C, do fall sequence according to key word and file correlation weighted value: the document retrieved is according to key word and document phase Pass degree weighted value does descending sort；

D, every the document utilizing highest weight weight values document to obtain retrieval contrast one by one: the literary composition of application the present embodiment Shelves similarity calculating method calculates the similarity of highest weight weight values document and another document；

Whether e, similarity comparison result be higher than N%, if higher than N%, then judges that two documents are identical；Otherwise judge two For different documents.

Claims

1. Documents Similarity computational methods, it is characterised in that:

S02, pretreatment and characteristic weighing:

S03, vector space model and cosine similarity algorithm:

Document cosine similarity algorithm is based on vector model, utilizes in vector space two vectorial angle cosine values as weighing apparatus The similarity degree of two articles of amount, cosine value is between 0～1, and two documents of the biggest explanation of cosine value are the most similar.

Documents Similarity computational methods the most according to claim 1, it is characterised in that: step S01 includes

Data prepare, and cleaned the interference information of document by ETL Data clean system, and document is carried out structuring process, point Solution becomes least unit structure；

Capital construction, based on ElasticSearch search engine, full-text index built by component, and uses in Chinese word segmentation storehouse Fine granularity participle create index.
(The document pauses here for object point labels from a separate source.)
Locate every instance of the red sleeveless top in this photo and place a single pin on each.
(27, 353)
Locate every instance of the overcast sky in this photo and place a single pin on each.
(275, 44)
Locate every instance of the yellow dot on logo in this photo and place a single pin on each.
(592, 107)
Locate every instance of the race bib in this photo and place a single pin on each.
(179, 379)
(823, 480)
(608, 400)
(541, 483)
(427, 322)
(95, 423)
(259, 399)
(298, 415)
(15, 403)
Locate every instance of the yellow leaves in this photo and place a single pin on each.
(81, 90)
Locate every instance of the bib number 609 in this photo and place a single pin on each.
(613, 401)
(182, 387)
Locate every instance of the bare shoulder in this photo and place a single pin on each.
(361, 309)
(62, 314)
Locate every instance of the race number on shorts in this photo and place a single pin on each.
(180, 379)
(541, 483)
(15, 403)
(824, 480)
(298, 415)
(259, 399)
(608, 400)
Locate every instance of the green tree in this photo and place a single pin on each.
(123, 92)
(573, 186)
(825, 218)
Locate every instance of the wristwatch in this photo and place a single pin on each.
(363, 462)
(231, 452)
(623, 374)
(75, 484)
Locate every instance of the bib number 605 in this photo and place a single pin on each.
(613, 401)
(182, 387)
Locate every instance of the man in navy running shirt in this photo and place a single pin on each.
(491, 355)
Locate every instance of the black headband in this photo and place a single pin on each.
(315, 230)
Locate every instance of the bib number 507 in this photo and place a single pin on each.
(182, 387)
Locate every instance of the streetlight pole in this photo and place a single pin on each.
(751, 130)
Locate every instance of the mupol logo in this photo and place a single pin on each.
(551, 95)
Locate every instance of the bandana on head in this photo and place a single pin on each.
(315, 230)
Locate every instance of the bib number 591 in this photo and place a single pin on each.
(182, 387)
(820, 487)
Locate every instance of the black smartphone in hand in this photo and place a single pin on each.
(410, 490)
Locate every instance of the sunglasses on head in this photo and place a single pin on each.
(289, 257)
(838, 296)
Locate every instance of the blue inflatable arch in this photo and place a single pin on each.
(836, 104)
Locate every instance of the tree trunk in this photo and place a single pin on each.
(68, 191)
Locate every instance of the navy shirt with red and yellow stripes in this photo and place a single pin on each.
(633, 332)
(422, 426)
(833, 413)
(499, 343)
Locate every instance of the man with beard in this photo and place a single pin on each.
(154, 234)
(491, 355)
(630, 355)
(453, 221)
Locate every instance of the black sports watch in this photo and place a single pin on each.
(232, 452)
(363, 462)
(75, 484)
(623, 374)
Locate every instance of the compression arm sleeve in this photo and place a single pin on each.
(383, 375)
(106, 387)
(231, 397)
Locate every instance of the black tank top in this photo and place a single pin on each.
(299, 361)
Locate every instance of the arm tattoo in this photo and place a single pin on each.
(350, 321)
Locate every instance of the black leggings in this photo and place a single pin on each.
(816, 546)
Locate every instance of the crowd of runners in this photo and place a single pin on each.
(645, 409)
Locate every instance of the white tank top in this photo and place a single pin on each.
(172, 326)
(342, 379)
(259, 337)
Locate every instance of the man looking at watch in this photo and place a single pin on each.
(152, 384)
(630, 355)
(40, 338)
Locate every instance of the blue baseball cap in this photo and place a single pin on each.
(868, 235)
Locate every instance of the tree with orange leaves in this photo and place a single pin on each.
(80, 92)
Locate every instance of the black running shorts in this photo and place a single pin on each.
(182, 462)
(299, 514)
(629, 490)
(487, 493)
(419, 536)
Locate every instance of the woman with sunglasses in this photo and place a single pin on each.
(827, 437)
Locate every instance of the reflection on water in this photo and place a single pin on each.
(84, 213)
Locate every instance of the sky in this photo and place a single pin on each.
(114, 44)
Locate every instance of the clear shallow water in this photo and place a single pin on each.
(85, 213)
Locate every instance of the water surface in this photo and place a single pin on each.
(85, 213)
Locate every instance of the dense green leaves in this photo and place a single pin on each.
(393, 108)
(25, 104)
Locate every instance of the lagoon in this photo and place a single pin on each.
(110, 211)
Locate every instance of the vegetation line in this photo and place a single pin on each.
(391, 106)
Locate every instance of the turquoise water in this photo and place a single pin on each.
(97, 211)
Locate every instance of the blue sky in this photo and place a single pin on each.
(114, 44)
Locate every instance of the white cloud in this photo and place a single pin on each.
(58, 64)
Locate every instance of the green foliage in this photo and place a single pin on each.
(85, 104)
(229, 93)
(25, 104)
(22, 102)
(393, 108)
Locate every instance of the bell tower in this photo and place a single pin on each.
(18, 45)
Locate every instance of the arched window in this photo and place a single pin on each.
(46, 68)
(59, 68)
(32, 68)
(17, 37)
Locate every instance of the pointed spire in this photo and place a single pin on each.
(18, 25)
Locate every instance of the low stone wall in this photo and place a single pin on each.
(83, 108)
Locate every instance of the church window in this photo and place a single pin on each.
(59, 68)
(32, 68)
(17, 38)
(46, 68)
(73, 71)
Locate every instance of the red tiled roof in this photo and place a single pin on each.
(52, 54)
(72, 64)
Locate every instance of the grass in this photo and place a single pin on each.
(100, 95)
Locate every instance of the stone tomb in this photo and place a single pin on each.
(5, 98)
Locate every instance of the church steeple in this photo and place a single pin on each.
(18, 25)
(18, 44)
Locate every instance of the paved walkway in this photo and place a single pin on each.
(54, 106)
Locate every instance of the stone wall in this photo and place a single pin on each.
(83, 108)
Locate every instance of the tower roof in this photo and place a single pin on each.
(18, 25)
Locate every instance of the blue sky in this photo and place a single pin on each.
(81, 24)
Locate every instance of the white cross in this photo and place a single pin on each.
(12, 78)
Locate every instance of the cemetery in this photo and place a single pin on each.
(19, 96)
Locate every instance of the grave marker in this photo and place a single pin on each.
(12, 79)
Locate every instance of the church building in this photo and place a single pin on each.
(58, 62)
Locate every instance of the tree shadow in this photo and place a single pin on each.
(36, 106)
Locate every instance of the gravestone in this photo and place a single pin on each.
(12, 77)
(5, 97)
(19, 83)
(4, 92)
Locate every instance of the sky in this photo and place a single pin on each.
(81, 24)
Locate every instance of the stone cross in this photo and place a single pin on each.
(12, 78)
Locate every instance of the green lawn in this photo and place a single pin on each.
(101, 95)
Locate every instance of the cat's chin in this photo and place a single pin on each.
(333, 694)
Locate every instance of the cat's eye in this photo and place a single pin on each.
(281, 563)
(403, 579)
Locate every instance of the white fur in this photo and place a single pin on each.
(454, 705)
Documents Similarity computational methods the most according to claim 1, it is characterised in that: step S02 utilizes TF-IDF skill Art according in inverse document dictionary word delete content of text identification is had little significance by document but the frequency of occurrences the highest point Word.

4. similar document the whole network retrieval tracking, it is characterised in that:

A, setting range of search；

B, search condition set, and extract N number of kernel keyword that in original document, in TF-IDF, weighted value is the highest, with certain Join rate, carry out full library searching based on ES full-text search engine；

C, do fall sequence according to key word and file correlation weighted value, by the document that retrieves according to key word and file correlation Weighted value does descending sort；

D, every the document utilizing highest weight weight values document to obtain retrieval contrast one by one, and application claims 1 to 3 is any One described Documents Similarity computational methods calculates the similarity of two documents；

Whether e, similarity comparison result be higher than N%, if higher than N%, then judges that two documents are identical, otherwise judge two as not Same document.

Similar document the whole network the most according to claim 4 retrieval tracking, it is characterised in that: step S01 includes setting The time range of the document that is retrieved issue, the carrier of issue, and the number of words of the document that is retrieved, type.